Кудинов, опустив углы губ, долго молчал, а потом достал из стола газету.
— Да, ишо новость: главком приехал руководить войсками. Слухом пользовались, что зараз он в Миллерове, не то в Кантемировке. Вот как до нас добираются!
— На самом деле? — усомнился Григорий Мелехов.
— Верно, верно! Да вот, почитай. Прислали мне казанцы. Вчера утром за Шумилинской разъезд наш напал на двух верховых. Обое красные курсанты. Ну, порубили их казаки и у одного — немолодой на вид, говорили, может и комиссар какой — нашли в планшетке вот эту газету по названию «В пути» от двенадцатого этого месяца. Расчудесно они нас описывают! — Кудинов протянул Мелехову газету с оторванным на козью ножку углом.

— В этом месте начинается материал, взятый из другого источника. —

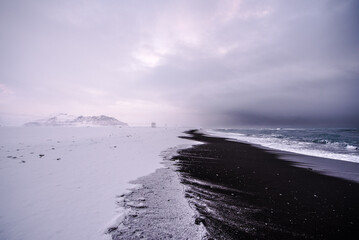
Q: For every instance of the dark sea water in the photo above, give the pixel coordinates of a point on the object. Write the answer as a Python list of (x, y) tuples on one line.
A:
[(335, 143)]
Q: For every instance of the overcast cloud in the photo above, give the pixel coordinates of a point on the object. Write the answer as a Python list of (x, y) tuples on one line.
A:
[(208, 63)]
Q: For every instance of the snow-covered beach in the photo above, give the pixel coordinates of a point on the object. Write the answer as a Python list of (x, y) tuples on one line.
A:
[(63, 182)]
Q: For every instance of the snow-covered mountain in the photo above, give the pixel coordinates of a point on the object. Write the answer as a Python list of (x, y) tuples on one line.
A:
[(70, 120)]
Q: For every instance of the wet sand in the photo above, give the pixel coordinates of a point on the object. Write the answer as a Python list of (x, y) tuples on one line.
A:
[(244, 192), (159, 210)]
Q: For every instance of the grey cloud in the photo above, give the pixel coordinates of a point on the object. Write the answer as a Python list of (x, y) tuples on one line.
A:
[(230, 63)]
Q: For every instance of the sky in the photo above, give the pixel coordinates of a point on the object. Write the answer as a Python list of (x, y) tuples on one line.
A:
[(227, 63)]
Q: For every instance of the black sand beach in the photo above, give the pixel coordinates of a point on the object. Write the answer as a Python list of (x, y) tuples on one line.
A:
[(244, 192)]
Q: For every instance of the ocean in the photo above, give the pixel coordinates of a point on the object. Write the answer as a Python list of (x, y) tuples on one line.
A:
[(334, 143)]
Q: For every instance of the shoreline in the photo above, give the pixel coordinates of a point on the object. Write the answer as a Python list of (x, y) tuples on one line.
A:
[(332, 167), (245, 192), (158, 209)]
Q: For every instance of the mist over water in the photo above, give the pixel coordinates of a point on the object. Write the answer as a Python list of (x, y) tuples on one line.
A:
[(340, 144)]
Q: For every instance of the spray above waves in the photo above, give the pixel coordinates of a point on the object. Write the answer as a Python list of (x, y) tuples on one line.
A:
[(340, 144)]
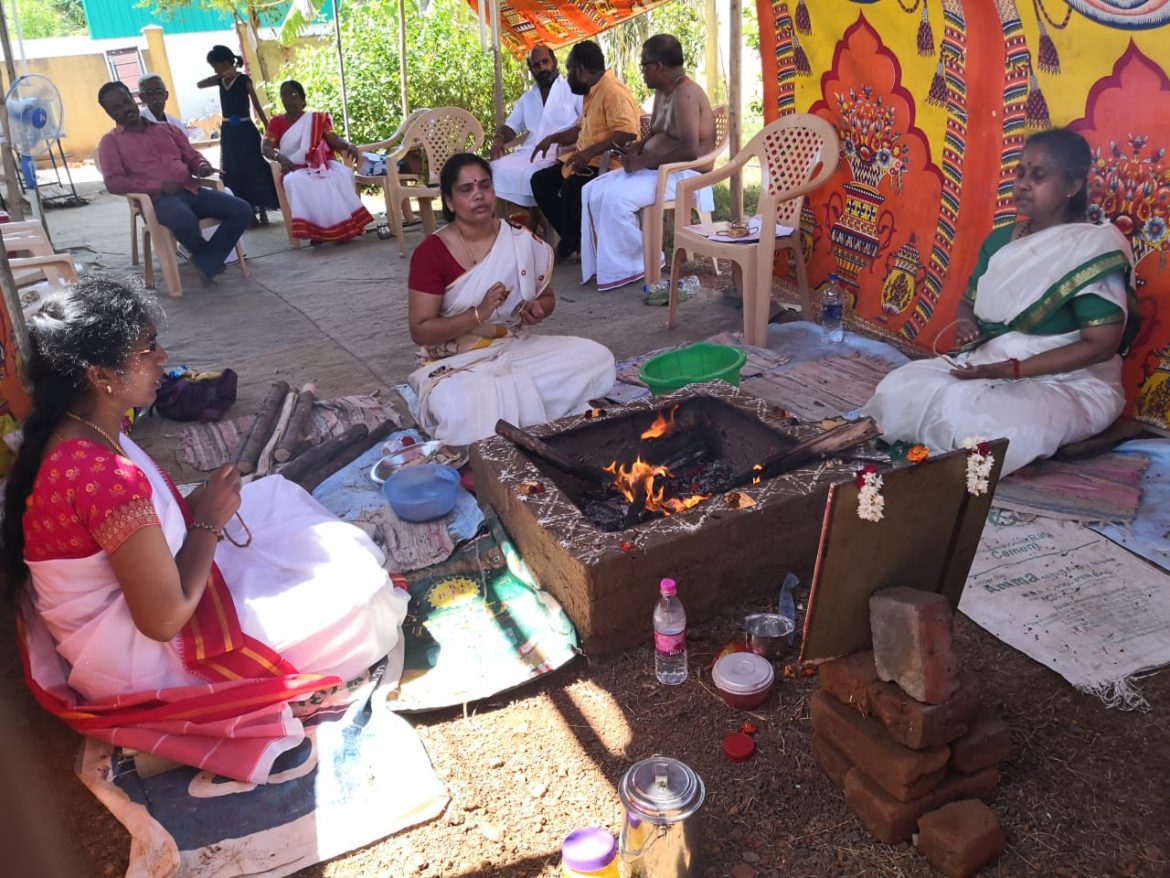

Григорий бегло взглянул на заголовок статьи, отмеченной химическим карандашом, начал читать:
ВОССТАНИЕ В ТЫЛУ
Восстание части донского казачества тянется уже ряд недель. Восстание поднято агентами Деникина — контрреволюционными офицерами. Оно нашло опору в среде казацкого кулачества. Кулаки потянули за собой значительную часть казаков-средняков. Весьма возможно, что в этом или другом случае казаки терпели какие-либо несправедливости от отдельных представителей советской власти. Этим умело воспользовались деникинские агенты, чтобы раздуть пламя мятежа. Белогвардейские прохвосты притворяются в районе восстания сторонниками советской власти, чтобы легче втереться в доверие к казаку-средняку. Таким путем контрреволюционные плутни, кулацкие интересы и темнота массы казачества слились на время воедино в бессмысленном и преступном мятеже в тылу наших армий Южного фронта. Мятеж в тылу у воина то же самое, что нарыв на плече у работника. Чтобы воевать, чтобы защищать и оборонять советскую страну, чтобы добить помещичье-деникинские шайки, необходимо иметь надежный, спокойный, дружный рабоче-крестьянский тыл. Важнейшей задачей поэтому является сейчас очищение Дона от мятежа и мятежников.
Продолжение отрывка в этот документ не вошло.